Tuesday, April 28, 2009
Thursday, April 23, 2009
I have been struggling recently with equipment frustration. I have been known to say things like "If I only had a digital slr..." or "If I only had some better lighting equipment...." And, yes these things might help me out, they might make shooting easier and faster. But as I look into pricing I am always daunted by the enormous cost involved. Until now, most of the photography equipment I own has fallen into my lap. My medium format camera and my darkroom were all Ian's grandfather's, stored for many years and given to us by his mother.
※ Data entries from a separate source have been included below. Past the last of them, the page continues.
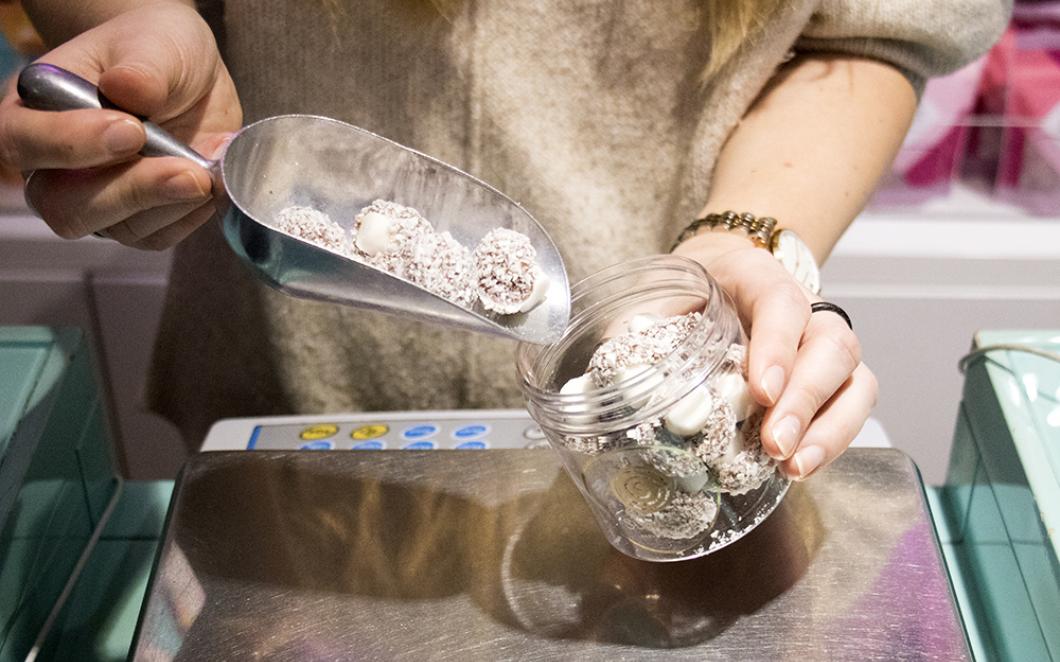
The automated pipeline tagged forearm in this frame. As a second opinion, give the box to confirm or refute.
[22,0,194,46]
[700,54,917,263]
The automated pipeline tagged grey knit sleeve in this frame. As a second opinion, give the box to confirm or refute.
[795,0,1013,94]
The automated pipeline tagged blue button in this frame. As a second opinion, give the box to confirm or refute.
[351,440,386,450]
[299,440,333,450]
[453,424,490,440]
[402,440,436,450]
[402,424,439,440]
[454,440,488,450]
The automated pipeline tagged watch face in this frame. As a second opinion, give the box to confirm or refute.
[771,229,821,295]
I have started to think that perhaps when the time is right for new equipment, doors will open that make it possible to do (without going into debt or selling my soul). Serendipitously, just as I started to realize this I came across a book of photography at the bookstore that inspired me and made me realize I have everything I need. The book is a series of wildlife photographs from east Africa where I have had the amazing fortune to visit. I am not usually drawn to wildlife imagery, but these are different, these are portraits. I was so drawn to the images in this book that I went home and did some research to learn more about this photographer and his methods. It turns out the images are shot on B&W film using a medium format camera quite similar to what I own. The photographer then scans his 120 negatives and processes them in Photoshop, both things I am capable of doing. He then prints on an archival inkjet printer, which I don't yet own, but until one comes my way I can get the work printed by a lab or service bureau. This hybrid method of working is one I have been considering for quite a while; it was so inspiring to find such amazing work being done this way in a time where digital cameras seem to rule the world. The artist is Nick Brandt. Visit his website and check out his books.
Friday, April 3, 2009
On Wednesday morning I walked out the front door to get the mail and I was hit by an unexpected wall of humidity. Later that same day I decided to walk to the grocery store and I got caught in a downpour on the way home. It was the kind of rain that brings out the smell of wet earth (or sand as the case most often is here) and heightens the fragrances of flowers and plants. It was a warm rain which other than drenching your clothes, is actually quite pleasant. All this points to arrival of summer here on April 1st. It seems as if the humidity and rain switch was hit; it was such a sudden change. The winter in Florida was amazing, but here comes the other half of that equation...the heat. Hopefully I will adjust well as my belly continues to swell.